Modeled Trends in Impacts of Landing and Takeoff Aircraft Emissions on Surface Air-Quality in U.S for 2005, 2010 and 2018
Friday, 19 December 2014
Understanding the present-day impacts of aircraft emissions on surface air quality is essential to plan potential mitigation policies for future growth. Stringent regulation on mobile source-related emissions in the recent past coupled with anticipated rise in the growth in aviation activity can increase the relative impacts of aviation-attributable surface air quality if adequate measures for reducing aviation emissions are not implemented. Though aircraft emissions during in-flight mode (at upper altitudes) contribute a significant (70 - 80%) proportion of the total aviation emissions, landing and takeoff (LTO) related emissions can have immediate impact on surface air quality, as most of the large airports are located in urban areas, specifically those that are designated in nonattainment for O3 and/or PM2.5. In this study, we modeled impacts of aircraft emissions during LTO cycles on surface air quality using the latest version of the CMAQ model for two contemporary years (2005, 2010) and one future year (2018). For this regional scale modeling study, we used highly resolved aircraft emissions from the FAA’s Aviation Environmental Design Tool (AEDT), meteorology from NASA’s Modern-Era Retrospective Analysis for Research and Applications (MERRA) downscaled with the WRF model, dynamically varying chemical boundary conditions from the CAM-Chem global model (which also used the same AEDT emissions but at the global scale), and spatio-temporally resolved lightning NOx emissions estimated using National Lightning Detection Network (NLDN) flash density data.

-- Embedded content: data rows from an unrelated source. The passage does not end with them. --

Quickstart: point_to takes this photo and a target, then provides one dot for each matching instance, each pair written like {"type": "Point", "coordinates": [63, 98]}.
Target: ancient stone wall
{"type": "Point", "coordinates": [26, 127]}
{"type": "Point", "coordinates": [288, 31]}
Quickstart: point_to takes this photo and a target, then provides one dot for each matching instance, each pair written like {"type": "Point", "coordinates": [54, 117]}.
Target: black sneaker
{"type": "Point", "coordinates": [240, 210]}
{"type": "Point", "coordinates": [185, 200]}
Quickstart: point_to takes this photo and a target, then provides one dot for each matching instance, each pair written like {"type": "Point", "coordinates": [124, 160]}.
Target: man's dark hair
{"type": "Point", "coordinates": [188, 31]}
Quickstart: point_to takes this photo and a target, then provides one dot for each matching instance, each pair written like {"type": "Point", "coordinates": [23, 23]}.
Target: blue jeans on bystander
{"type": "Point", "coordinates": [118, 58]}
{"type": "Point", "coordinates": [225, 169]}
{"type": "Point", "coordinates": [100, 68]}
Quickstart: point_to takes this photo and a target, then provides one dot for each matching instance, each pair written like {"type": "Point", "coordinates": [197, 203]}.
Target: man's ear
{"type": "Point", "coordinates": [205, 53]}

We evaluated our model results with air quality observations from surface-based networks and in-situ aircraft observation data for the contemporary years. We will present results from model evaluation using this enhanced modeling system, as well as the trajectories in aviation- related air quality (focusing on O3, NO2 and PM2.5) for the three modeling years considered in this study. These findings will help plan potential strategies to be considered for overall reduction in aviation-related air quality and health impacts on U.S. wide basis in future years.